Nel dibattito – moderato da Eugenio Izzo e introdotto da Gabriella Colucci, presidente Arterra Bioscience – hanno portato la loro testimonianza manager e proprietari di società che hanno puntato quasi a occhi chiusi sul capoluogo campano, raccogliendo dopo qualche anno risultati importanti anche grazie a strumenti legislativi come la Zes unica o i finanziamenti europei, che hanno accelerato il processo di insediamento: da Simona Ali (market team manager di Booking) a Raffaele D’Orsi (managing director di Accenture Technology), passando per Lucrezia Labbadia (che cura i rapporti istituzionali della multinazionale farmaceutica svizzera Novartis) e Giovanni Vaia (presidente Btinkeeng, rientrato a Napoli dopo un decennio in Veneto da ricercatore).
«Attrattività significa creare le condizioni per portare valore ai talenti e ai clienti», sottolinea D’Orsi di Accenture che, con una serie di dati, cristallizza il successo della società di consulenza strategica americana che ha una sede in città dal 2001. «All’epoca decidemmo di puntare su Napoli perché c’era un ottimo settore universitario dal quale attingere e lanciare talenti, ma non nascondo che ci sono state diverse criticità.

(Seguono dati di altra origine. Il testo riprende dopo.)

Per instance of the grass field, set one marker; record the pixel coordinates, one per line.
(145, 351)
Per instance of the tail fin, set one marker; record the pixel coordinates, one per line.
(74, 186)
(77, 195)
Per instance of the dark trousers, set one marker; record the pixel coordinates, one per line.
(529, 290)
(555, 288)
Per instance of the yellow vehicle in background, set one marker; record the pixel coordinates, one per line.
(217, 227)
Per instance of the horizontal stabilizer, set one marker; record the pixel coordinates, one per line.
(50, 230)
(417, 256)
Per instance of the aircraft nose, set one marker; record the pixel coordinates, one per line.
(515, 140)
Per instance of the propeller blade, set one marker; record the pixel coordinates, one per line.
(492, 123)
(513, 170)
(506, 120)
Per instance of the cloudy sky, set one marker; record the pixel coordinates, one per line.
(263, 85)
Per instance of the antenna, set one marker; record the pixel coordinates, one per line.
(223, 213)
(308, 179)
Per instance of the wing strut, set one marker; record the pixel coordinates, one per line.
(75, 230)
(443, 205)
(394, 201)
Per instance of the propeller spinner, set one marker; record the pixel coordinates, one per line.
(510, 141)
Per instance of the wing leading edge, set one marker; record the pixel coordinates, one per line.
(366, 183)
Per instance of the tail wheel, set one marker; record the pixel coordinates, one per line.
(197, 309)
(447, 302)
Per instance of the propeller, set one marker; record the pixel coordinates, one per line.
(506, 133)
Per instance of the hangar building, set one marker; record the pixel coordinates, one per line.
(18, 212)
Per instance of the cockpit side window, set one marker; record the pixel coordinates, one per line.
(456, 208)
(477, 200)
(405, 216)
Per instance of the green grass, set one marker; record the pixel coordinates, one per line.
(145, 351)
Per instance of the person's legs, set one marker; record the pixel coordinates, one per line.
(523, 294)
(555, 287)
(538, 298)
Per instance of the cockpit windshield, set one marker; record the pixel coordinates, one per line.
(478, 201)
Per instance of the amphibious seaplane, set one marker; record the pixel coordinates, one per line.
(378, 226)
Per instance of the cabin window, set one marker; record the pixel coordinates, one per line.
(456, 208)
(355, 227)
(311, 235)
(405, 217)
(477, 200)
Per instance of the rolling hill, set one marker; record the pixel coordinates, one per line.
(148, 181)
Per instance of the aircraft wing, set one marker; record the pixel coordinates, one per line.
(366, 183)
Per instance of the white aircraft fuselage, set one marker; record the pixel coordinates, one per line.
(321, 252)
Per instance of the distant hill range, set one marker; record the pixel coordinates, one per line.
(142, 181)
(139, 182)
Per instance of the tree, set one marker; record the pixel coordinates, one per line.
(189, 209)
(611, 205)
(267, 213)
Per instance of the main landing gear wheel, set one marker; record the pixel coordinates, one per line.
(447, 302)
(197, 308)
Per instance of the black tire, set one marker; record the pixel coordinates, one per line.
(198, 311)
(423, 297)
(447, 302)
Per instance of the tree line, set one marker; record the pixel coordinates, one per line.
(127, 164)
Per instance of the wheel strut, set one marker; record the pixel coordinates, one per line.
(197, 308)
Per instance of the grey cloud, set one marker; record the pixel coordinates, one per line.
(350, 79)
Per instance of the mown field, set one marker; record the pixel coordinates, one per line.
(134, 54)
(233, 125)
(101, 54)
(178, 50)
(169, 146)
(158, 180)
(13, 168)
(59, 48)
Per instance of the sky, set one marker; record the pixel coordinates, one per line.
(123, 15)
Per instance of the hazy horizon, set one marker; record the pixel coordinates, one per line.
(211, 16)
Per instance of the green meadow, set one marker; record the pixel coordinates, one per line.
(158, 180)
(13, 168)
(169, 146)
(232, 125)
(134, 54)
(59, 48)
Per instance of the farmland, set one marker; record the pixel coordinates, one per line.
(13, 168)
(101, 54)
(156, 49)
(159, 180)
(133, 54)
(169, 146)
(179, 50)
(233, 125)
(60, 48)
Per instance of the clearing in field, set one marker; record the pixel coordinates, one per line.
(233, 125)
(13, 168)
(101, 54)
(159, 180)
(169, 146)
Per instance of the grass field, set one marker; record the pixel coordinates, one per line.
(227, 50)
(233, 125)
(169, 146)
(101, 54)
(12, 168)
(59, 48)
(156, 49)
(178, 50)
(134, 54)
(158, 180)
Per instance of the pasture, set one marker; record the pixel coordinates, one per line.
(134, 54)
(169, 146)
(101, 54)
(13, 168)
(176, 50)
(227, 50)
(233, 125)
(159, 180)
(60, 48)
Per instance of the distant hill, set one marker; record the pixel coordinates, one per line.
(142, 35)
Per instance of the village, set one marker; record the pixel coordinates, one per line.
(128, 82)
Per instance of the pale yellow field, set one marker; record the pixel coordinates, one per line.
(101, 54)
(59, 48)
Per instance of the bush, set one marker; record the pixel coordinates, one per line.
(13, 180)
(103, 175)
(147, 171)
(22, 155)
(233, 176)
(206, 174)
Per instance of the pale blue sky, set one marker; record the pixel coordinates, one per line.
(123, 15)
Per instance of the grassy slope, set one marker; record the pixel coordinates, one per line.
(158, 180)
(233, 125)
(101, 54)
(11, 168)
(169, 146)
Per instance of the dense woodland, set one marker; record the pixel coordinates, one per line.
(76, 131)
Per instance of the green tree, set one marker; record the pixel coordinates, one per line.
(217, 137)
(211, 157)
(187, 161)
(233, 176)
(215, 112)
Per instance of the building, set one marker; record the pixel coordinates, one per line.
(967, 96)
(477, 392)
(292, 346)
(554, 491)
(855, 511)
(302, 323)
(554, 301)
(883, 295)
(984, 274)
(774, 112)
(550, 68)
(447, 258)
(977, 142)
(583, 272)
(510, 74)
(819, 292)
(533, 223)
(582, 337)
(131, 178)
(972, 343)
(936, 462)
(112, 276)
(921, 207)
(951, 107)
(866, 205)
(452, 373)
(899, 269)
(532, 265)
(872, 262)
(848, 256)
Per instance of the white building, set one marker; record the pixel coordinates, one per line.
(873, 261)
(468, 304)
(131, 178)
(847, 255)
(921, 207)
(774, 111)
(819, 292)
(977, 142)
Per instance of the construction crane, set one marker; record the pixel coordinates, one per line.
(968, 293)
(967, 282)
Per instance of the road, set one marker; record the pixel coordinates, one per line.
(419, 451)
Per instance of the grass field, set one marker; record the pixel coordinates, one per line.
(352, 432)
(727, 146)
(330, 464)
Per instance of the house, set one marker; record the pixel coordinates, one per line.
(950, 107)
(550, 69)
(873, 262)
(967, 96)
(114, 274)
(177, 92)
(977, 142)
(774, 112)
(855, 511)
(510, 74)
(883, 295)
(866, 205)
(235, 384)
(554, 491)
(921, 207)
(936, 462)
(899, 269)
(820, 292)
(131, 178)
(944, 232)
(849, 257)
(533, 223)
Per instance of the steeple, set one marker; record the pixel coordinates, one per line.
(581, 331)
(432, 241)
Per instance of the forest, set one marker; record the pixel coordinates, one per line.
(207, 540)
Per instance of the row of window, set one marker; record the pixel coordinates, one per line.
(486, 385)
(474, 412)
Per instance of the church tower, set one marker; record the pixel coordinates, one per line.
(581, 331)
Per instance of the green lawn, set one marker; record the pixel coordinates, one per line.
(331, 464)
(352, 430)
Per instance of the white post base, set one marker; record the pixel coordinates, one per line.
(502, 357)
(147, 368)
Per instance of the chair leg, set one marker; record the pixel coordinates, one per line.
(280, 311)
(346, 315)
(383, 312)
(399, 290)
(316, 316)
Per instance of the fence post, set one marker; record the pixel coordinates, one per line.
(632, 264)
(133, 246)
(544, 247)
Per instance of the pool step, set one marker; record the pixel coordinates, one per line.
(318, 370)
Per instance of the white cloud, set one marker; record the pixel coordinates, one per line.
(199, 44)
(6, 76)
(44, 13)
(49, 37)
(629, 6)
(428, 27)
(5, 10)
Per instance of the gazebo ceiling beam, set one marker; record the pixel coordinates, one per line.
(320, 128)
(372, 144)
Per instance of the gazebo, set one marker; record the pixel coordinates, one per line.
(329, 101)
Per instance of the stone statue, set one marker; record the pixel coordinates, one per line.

Ve lo ricordate il film “Benvenuti al Sud” con la poliziotta che chiedeva a Bisio “Chi te lo fa fare di andare a Napoli?”. Ecco, noi ci presentavamo con questa etichetta quando dovevamo convincere i clienti di tutta Italia. Poi, negli anni, è andata sempre meglio e oggi abbiamo 4.150 talenti (3mila fissi e 1.000 esterni) anche se in città abbiamo al massimo 2-3 clienti». Per D’Orsi, la vera differenza rispetto alle altre sedi italiane e all’estero di Accenture è legata alla capacità delle persone presenti sul territorio e alla loro voglia di rivalsa. Non a caso «noi siamo presenti in tutta Europa ma il centro più rilevante, per volumi di produzione, è quello di Napoli».
Altra realtà d’eccellenza è la sede Novartis a Torre Annunziata, che nel 2023 ha prodotto 8 miliardi di compresse «esportate in Cina, Giappone e Usa», spiega Labbadia. Che aggiunge: «All’inizio abbiamo dovuto lottare contro il pregiudizio dell’azienda ma poi con fatti, coraggio e lungimiranza abbiamo dimostrato che la sede partenopea ha fatto grandi cose». Le compresse prodotte nello stabilimento partenopeo vengono esportate in 118 paesi del mondo. Qual è la chiave per creare stabilità dopo le agevolazioni iniziali? «Quello che serve è far sì che questi elementi diventino parte strutturale del sistema per porre radici e creare sviluppo e innovazione». Occorre dunque migliorare il «coordinamento tra istituzioni politiche, senza scontri tra quelle nazionali, regionali e locali, ma con un’unica coesione perché l’intento deve essere quello di favorire lo sviluppo» e «lavorare sulla semplificazione dell’iter burocratico, altrimenti imprenditori e multinazionali vanno altrove, dove ci sono regole più fluide».
Anche per Booking, rappresentata da Simona Ali, la chiave «è sapersi ascoltare». L’azienda e-commerce del settore dei viaggi ha scelto di aprire una sede a Napoli sia per la «bellezza del territorio» e il relativo boom turistico degli ultimi anni, sia per avviare collaborazioni con le università «per far toccare con mano cosa significa lavorare in questo ambito». Secondo Vaia di Btinkeeng, Napoli è «una città creativa e la bellezza del posto ci ispira», ma allo stesso tempo vanno migliorate le relazioni tra gli attori in campo. «In Veneto c’è più networking tra imprenditori, qui invece c’è più individualismo, pensiamo di essere più furbi, invece fare rete crea valore».
Chiusura finale dedicata allo smart working, che va sempre bilanciato perché «la creatività va alimentata quotidianamente con il confronto e l’interazione. Non smetterò mai di facilitare il rientro parziale dei giovani sul luogo di lavoro perché non si può stare sempre a casa», taglia corto D’Orsi.